A beautiful nurse comes in, talks briefly with him, and pulls open the curtains to let in sunshine. A monster just like those in his dream jumps out, and stabs the nurse to death. The protagonist then wakes up AGAIN, and the nurse comes in and talks to him just as before.

Henry James’s “The Great Good Place.” IIRC (I’m not going to read James again; like Steve Brody, I did it wunst), the point was that a place so good could only be a dream.

John Varley did it in a story of his – it may have been called “Equinoctal.”

There were a couple of others in the final season (after Cleese left) with a loose overarching story: “Mr. Neutron,” “The Golden Age of Ballooning,” and, to some degree, “Michael Ellis.”

There’s also Sandman #1, “Sleep of the Just.”

The broadcast version of Carpenter’s Prince of Darkness makes the entire movie into a dream- apparently, none of it really happened.

Under the Rainbow with Chevy Chase and Carrie Fisher.

Does anyone else remember the comic strip “Steve Canyon”? Every so often a new adventure would start with a panel that said “Steve is Dreaming,” and cartoonist Milt Caniff would then be free to spew forth any ridiculous illogical plot he wanted. It was so annoying that I stopped reading the strip altogether.
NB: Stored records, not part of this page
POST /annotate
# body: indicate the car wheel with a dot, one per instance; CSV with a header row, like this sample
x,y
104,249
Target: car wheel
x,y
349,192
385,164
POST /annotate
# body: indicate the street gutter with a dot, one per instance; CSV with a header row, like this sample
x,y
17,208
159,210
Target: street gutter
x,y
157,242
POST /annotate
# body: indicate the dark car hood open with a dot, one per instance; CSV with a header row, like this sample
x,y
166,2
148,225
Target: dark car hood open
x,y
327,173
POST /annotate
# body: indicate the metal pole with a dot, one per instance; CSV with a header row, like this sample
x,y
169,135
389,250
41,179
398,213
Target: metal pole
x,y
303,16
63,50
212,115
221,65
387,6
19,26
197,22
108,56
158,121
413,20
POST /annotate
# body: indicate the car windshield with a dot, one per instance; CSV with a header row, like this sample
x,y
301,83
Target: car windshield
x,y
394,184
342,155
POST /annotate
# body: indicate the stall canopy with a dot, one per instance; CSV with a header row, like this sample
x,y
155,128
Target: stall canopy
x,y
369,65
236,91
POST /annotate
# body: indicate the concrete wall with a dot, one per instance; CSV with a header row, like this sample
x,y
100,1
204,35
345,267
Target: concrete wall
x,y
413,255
Come to think of it, Mattel needs to have Barbie, and her now ex-boyfriend Ken to be boyfriend and girlfriend, not husband and wife. Thus, according to some book I read about reclaiming barbie for feminists, all the wedding dress barbies are not called “Wedding Day Barbie”, but instead something like “Wedding Dream Barbie”

I seem to recall a “Young Ones” episode that used a variation on this theme. Haven’t seen it in ages, though, so I might be mis-remembering.


The “gotcha” moment at the end of the movie version of Carrie.

The “Year of Hell” 2-parter on Voyager. Not a dream, per se, but it didn’t “really” happen.

Yeah - what was that one? It was Neil’s dream, if I recall correctly …

You know, I love bringing up one particular example, involving most Tv shows, when this kinda thing rolls around, but this time, I will not post it the second I think of it, but instead wait for someone else to remember it.